If absence periods, calendar rules or holiday rules are required, these are added in the Oracle BPM Process Administration tool.

Oracle BPM Engine and Microsoft Active Directory Synchronization

In the Process Administration tool, how the Oracle BPM Engine synchronizes with Microsoft Active Directory is defined inside the “Others” tab.

The “Directory” section of this tab defines how often (in minutes) the Oracle FDI metadata is refreshed from the changes made to the Microsoft Active Directory. The “Directory Polling Interval” property defines how frequently the Microsoft Active Directory information is refreshed. The default is 1 minute. For most companies, having a 2 hour refresh rate is sufficient. During the refresh, Oracle BPM’s FDI database only retrieves from Microsoft Active Directory:

*new participant ids

*new group ids

*new organization ids and

*changes to the assignments of participants to the various groups

Even if a synchronization has not recently occurred, when users log into the Workspace their group permissions are automatically retrieved from Microsoft Active Directory at runtime.

Master Groups

Large and mid-sized corporations sometimes have thousands of participants, groups and organization units. At least initially, only a small fraction of these are actively used by Oracle BPM at runtime. When assigning participants to Groups that will ultimately be used by Oracle BPM, it is strongly recommended that Microsoft Active Directory administrators use “Master Groups”. When master groups are used, Oracle BPM only has visibility to participants who specifically belong to a master group or groups.

Instead of having to synchronize the thousands of Microsoft Active Directory changes throughout a corporation, master groups limits the synchronization to only the changes made to the Oracle BPM related participants and the master groups.
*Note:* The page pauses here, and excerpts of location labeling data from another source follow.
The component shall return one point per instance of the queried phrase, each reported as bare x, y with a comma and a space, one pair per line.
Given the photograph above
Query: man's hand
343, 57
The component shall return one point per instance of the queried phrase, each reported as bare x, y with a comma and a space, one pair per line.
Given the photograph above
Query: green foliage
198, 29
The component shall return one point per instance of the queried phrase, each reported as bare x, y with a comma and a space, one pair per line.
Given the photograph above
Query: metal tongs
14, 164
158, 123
This will speed synchronization and improve the engine’s startup time.

When using master groups, always ensure that the Oracle BPM Administrator belongs to one of the Master Groups.

Participant, Role and Group Assignment Best Practices

There are many permutations that will work, but pick the simplest approach that works best for your needs.
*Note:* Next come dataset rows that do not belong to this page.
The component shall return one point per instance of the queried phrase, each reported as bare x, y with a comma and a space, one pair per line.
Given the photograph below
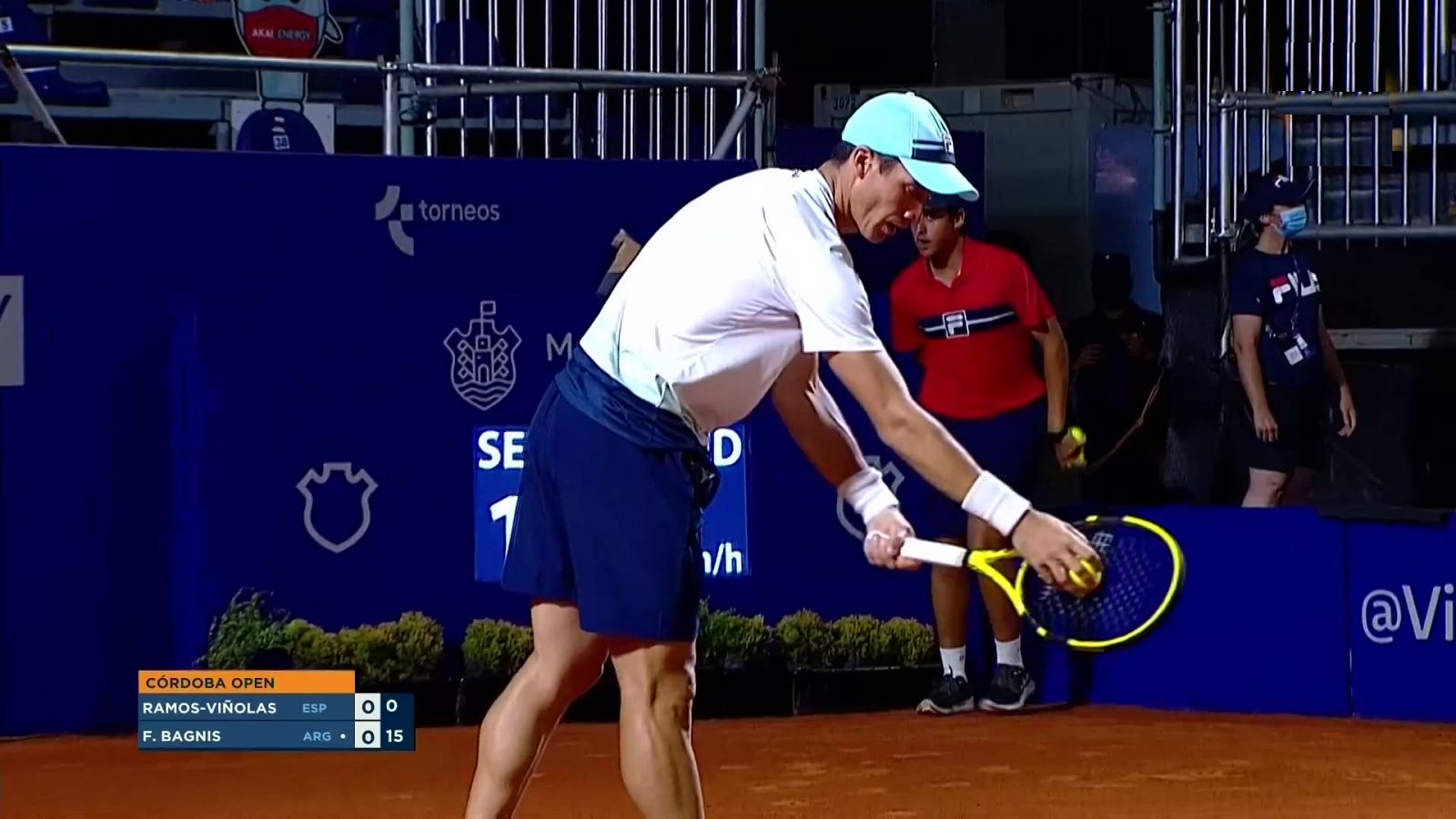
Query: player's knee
567, 678
950, 576
1269, 482
666, 694
670, 698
As mentioned previously, one approach that has worked for customers is to create groups and participants in Microsoft Active Directory and to manage the relationship between groups and participants there. Taking this approach, an Oracle BPM administrator using the Oracle BPM Process Administration tool assigns the Oracle BPM real roles with the groups created in Microsoft Active Directory.

The simplest approach is to have a one to one correspondence between these groups and roles. For each role, assign it a separate group. For each parameter in a parametric role, assign it a separate group. Not all groups will need to be created – sometimes groups with participants already exist that coincide with Oracle BPM roles. Use these groups if this is the case.

Be careful assigning a single group to more than one role. While this is allowed, a role named Client Manager in a marketing process will involve a completely different group of people than the Account Manager role inside a sales process. First understand the role in the process and then determine the people (group) that should be assigned. Even though the roles might have similar sounding names, always verify who should be in the group

Although assigning participants to specific individual Oracle BPM roles is still permitted in this scenario, this should do not be done when using Microsoft Active Directory as Oracle BPM’s hybrid LDAP.  There must be just one system of record for participant assignments to their work and it needs to be Microsoft Active Directory in this scenario.


*Microsoft Active Directory is the central location for all organization unit, participant, group and participant assignment to groups and organization units. The Oracle BPM FDI database stores the assignment of roles to groups and assignment of absence periods to participants.

*Assign participants to groups using Microsoft Active Directory – do not assign participants to roles in the Oracle Process Administrator tool.

*In large and mid-sized corporations, use Master groups to reduce synchronization and Engine startup time.